He: What is the Hoover Institution’s approximate annual budget?

Sousa: Hoover has an annual budget of $38 million, including research, administrative personnel, and the library and archives.

He: Many people in charge must raise their own capital; do you have to do that?

Sousa: Luckily, I don’t have to do that full time. Fundraising is more or less part of each manager’s responsibilities, but my main responsibility is not fundraising.

He: In your capacity as senior associate director of the Hoover Institution, what is the most important work in the development of the collection?

Sousa: I have been in this position for five years, and have been very lucky to have spent them stably and peacefully. In the past two or three years, speaking of the archives department under my direction, I feel that the greatest accomplishment was participating in the smooth acquisition of important and valuable archives, one after another, especially the Chiang Kai-shek diaries, the Kuomintang historical archives, the Iraq Memory Foundation archives, and former KGB archives.
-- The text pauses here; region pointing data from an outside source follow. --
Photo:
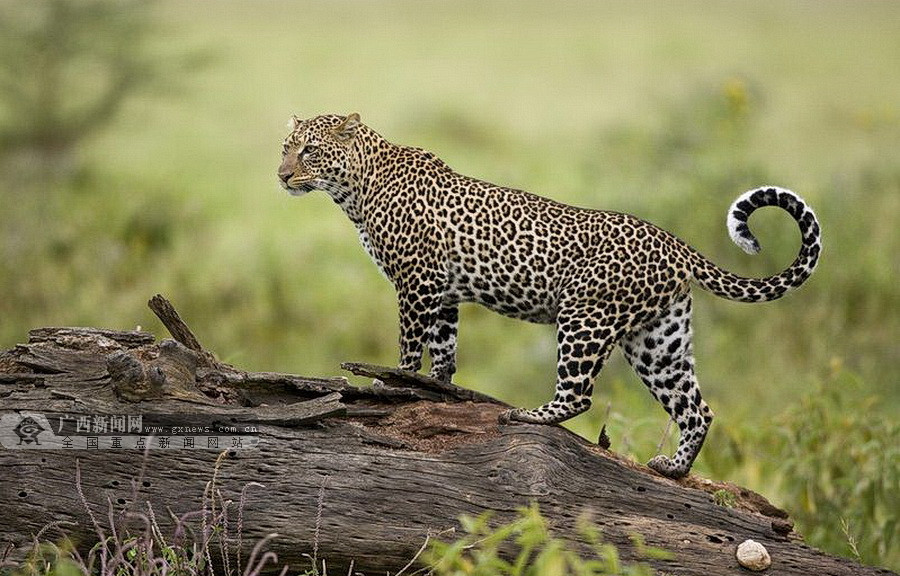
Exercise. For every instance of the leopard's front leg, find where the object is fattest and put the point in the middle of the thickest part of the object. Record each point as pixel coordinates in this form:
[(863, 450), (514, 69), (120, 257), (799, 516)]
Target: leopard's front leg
[(442, 342), (419, 307)]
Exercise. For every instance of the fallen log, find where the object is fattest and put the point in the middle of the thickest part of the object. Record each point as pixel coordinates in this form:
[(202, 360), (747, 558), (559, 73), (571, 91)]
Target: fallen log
[(358, 474)]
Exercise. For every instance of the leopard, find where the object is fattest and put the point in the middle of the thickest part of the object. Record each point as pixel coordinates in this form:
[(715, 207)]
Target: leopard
[(604, 278)]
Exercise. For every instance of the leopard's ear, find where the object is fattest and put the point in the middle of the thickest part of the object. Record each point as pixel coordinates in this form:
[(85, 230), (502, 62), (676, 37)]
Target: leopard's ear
[(346, 130)]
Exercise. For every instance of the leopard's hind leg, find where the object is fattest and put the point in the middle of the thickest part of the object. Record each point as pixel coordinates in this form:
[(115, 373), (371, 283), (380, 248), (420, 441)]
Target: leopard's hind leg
[(661, 352), (585, 340)]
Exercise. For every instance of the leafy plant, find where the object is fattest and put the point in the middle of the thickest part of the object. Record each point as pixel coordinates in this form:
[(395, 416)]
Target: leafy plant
[(840, 471)]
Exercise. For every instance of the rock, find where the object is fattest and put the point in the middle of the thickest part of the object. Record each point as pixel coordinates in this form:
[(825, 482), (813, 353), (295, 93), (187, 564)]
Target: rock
[(753, 556)]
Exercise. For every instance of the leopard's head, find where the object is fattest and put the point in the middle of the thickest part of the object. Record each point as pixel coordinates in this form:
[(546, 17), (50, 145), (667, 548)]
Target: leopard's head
[(318, 153)]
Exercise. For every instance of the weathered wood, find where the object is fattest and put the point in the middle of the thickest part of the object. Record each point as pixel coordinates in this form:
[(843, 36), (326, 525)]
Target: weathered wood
[(397, 463), (397, 378), (173, 323)]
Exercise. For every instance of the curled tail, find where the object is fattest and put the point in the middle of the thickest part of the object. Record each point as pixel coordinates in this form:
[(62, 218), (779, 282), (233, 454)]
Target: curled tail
[(727, 285)]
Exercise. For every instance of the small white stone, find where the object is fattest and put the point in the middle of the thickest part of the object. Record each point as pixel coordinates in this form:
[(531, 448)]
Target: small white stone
[(753, 555)]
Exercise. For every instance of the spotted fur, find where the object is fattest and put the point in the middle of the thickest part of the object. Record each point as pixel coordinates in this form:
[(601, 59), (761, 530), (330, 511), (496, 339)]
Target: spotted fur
[(604, 278)]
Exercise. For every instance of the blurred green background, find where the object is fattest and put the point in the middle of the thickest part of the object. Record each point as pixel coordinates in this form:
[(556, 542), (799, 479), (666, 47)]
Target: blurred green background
[(139, 142)]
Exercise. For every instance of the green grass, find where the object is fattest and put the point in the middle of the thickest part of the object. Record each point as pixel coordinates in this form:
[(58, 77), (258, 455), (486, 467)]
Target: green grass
[(667, 111)]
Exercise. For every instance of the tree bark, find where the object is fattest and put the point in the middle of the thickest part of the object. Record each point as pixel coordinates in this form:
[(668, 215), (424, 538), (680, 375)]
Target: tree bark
[(361, 474)]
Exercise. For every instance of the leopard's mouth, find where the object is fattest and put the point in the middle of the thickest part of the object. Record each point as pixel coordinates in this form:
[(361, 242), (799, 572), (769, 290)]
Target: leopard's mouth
[(298, 186)]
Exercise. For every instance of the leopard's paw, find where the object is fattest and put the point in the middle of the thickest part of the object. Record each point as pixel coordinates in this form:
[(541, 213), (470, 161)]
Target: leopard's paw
[(511, 416), (667, 467)]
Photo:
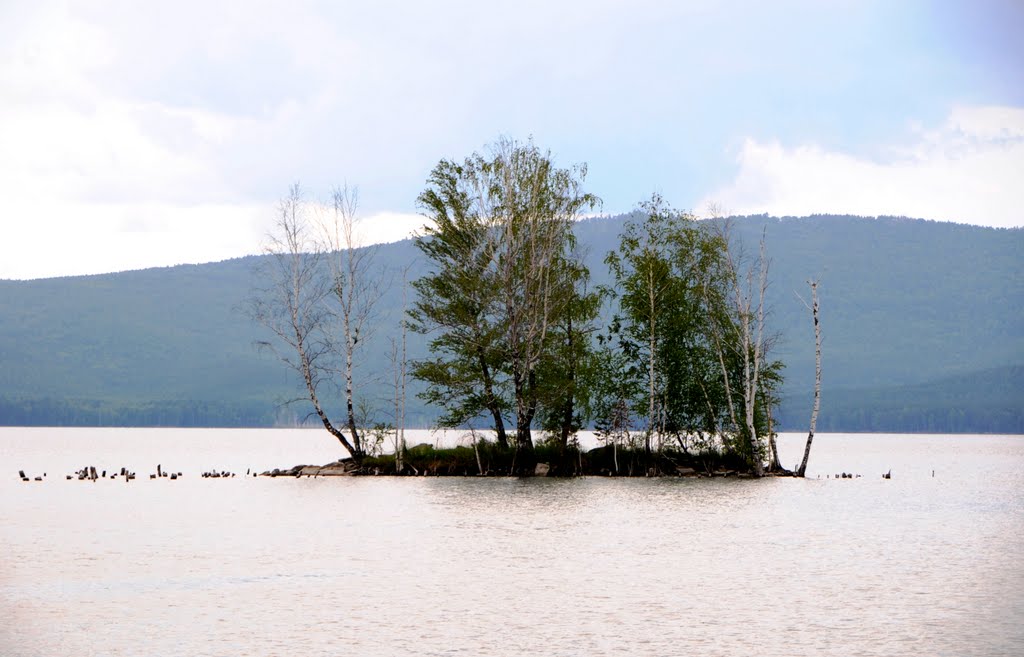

Another important project under my purview was the construction of a new laboratory for preservation, using the most advanced techniques to protect and reconstruct these valuable materials. To give you one example: when the Chiang Kai-shek diaries first arrived at Hoover, they were like bricks; you couldn’t open them. Because the Hoover technical staff meticulously and professionally put them in order, the diaries are in a proper condition for access.